America’s selective outrage over Ukraine is fashioned by a well-oiled propaganda machine… just ask the people of Yemen — Analysis

Professional virtue signalers drive Americans’ anger towards the Current Big Thing
Americans are being shepherded to the next emoji crusade – the latest being Russia’s special operation in Ukraine – like consumers waiting in line for junk food and Happy Meals. Is this the end of mindless virtue-signaling?
While some Westerners may find a kindred spirit with McDonald’s and its anti-war posturing against Russia, a little more consistency on the issue of war and peace would be a most welcome development.
The fact is, nothing screams ‘Russophobia’ more than the spectacle of McDonald’s abandoning the Russian market amid Moscow’s conflict with Ukraine, especially when it is remembered that Ronald kept flipping his burgers all the while as George W. Bush and Barack Obama were indulging themselves on a killing spree in numerous ill-fated countries.
Aside from the question of America’s flagrant double standards when dealing with Russia, there lurks an even more mysterious and disturbing riddle: How is it possible to continue triggering Americans into a non-stop virtue-signaling crusade on behalf of various causes? And if Americans didn’t know about the Next Big Thing because the media wasn’t there, how would they even be able to find it?

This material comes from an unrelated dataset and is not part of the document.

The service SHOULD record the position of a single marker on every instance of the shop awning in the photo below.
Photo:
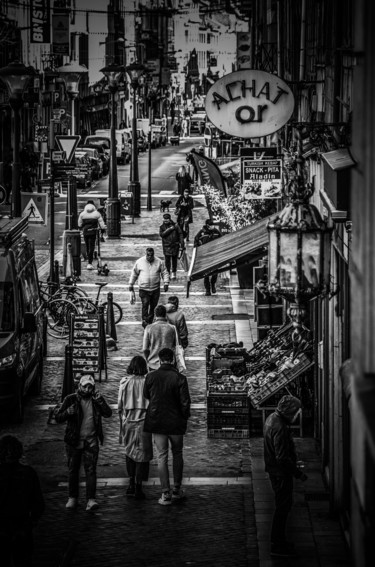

With whiplash swiftness, Americans have gone from taking a knee to Black Lives Matter (even as this group was going on a billion-dollar, 20-state rampage, which entered the record books as America’s most expensive protest ever), to demonizing those wary of new Covid-19 vaccines, to lining up on opposite sides of the Roe v. Wade abortion rights showdown.
Russia is always at the center of these increasing frequency domestic earthquakes. It’s a bit like the Chris Rock of countries, getting slapped in the face every day without rhyme or reason. There is a whiff of a slick McDonald’s advertising campaign at the heart of America’s perennial obsession with Russia. Just like those wonderfully deceptive TV ads that show a deliriously happy (and mysteriously healthy) family gorging themselves on Big Macs and Happy Meals, a trip to McDonald’s tends to always leave behind a bitter aftertaste, if not outright intestinal issues. This means that corporate promises rarely live up to their reality.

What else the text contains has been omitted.